The Jat is not troubled with nerves or imagination, and he is seemingly unacquainted with fear. Alarums, bombardments, and excursions having become his normal walk of life, he will continue on his path, probably with fewer inward questionings than most folk, until the end of the war. Give him a trench to hold and he will stick to it as a matter of course until he is ordered to come out.

The regiment in the trenches were mostly Jats of Hissar and Rohtak, and the Colonel told me with the pride that is right and natural in the regimental officer that this was the best stock. "You must get the Jat where he is top dog in his own country," he said, "and not where he lives among folk who think they are his betters. And he is best where the land is poor. In districts where the sub-division of the soil among large families does not leave enough to go round you will get a good recruit." Locality is all important; a dividing river may make all the difference. The Colonel admired the Jats of A, but he had no good word for the Jats of B. The Rajput Jat, especially from Bikaner, he admitted, were stout fellows, though they were not of his crew. There were well-to-do districts in which the Jat would not follow the pursuit of arms whether in peace or in war. "And if you want recruits," he enjoined on me, "don't go to an irrigated district." Water demoralises them. When a Jat sits down and watches the canal water and the sun raise his crop, his fibre slackens, for his stubborn qualities proceed from the soil. It is the same with other agricultural classes in the Indian Army, but the Jat is probably the best living advertisement of the uses of adversity. There is a proverb in the Punjab on the lines of our own tag about the three things that are most improved by flagellation, but woman is the only item recommended in both cases. The Hindu variant adds "flax" and "the Jat."

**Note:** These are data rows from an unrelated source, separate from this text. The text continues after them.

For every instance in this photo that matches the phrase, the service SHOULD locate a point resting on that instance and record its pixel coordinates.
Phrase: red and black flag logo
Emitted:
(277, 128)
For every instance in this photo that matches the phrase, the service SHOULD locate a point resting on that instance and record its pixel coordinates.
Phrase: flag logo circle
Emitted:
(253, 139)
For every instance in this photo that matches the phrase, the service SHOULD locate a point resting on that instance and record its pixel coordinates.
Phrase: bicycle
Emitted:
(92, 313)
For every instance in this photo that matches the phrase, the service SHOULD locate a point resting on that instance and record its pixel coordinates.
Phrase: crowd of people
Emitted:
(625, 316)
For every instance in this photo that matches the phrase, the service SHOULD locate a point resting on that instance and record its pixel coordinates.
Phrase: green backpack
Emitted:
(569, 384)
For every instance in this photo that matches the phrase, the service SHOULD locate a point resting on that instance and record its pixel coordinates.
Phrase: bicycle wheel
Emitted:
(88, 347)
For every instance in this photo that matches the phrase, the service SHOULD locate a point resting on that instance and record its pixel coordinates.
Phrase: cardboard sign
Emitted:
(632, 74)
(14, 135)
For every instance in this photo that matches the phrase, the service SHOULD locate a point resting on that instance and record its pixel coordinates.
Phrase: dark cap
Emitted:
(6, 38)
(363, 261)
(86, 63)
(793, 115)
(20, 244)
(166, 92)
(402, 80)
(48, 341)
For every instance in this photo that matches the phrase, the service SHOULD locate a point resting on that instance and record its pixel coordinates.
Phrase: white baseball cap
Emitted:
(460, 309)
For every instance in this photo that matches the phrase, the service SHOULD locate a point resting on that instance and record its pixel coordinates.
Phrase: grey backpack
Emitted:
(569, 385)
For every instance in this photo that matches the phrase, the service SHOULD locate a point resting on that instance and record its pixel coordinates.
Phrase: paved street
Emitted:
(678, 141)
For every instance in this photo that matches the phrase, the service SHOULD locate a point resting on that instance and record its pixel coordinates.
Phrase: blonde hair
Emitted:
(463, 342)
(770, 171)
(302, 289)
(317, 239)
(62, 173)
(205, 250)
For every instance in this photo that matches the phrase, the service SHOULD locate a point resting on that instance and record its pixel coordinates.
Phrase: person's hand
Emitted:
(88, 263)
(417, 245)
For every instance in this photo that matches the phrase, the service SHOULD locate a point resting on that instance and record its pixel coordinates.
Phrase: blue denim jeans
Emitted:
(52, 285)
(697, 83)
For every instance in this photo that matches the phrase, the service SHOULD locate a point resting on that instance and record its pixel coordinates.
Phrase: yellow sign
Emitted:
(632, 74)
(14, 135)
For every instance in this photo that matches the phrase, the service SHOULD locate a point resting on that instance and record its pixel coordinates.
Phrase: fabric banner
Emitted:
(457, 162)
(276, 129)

There is another rude proverb of the country. "Like Jat, like byle (ox)." There are many Jats and most of them have some peculiar virtue of their own, but quickness of apprehension is not one of them. I had an amusing reminder of this before I left the trench. Bullets were spattering against the parapet with a crack as loud as the report of a rifle, and our own and the Turkish shells screamed over the dug-out with so confused a din that one was never quite sure which was which. It was the beginning of the afternoon "strafe." Still there was no call for casualties, and one only had to keep one's head low. In the middle of it a subaltern coming down "Queen Street" looked in and told us that one of the Jats was hit. "Loophole?" the Colonel asked. But it was not a loophole. The jiwan had got hold of somebody's periscope; he had heard that it was a charm which enables you to see without being hit-he was standing up over the parapet trying to adjust it like a pair of field glasses, when a bullet flicked off part of his ear.

The supply of good Indian officers is sometimes a difficulty in a Jat regiment, for these children of labour follow better than they lead. But even in the acquisition of understanding it is hard plugging application that tells. "Continuing" is the Jat's virtue, or "carrying on" as we say, and he will sap through a course of signalling with the same doggedness as he saps up to the enemy's lines. "We've got some first class signallers," the Colonel boasted, "they can write their reports in Roman Urdu."

And the pick of the lot was Tara. What that youth has seen in France and Mesopotamia would keep old Homer in copy through a dozen Iliads, but it has left no wrinkle on his brow. Tara is still as fresh as paint.

"Sahib," he asks, "when may I go to the Turkish saphead with my bombs?" He lost a brother at Sheikh Saad and wants to make good.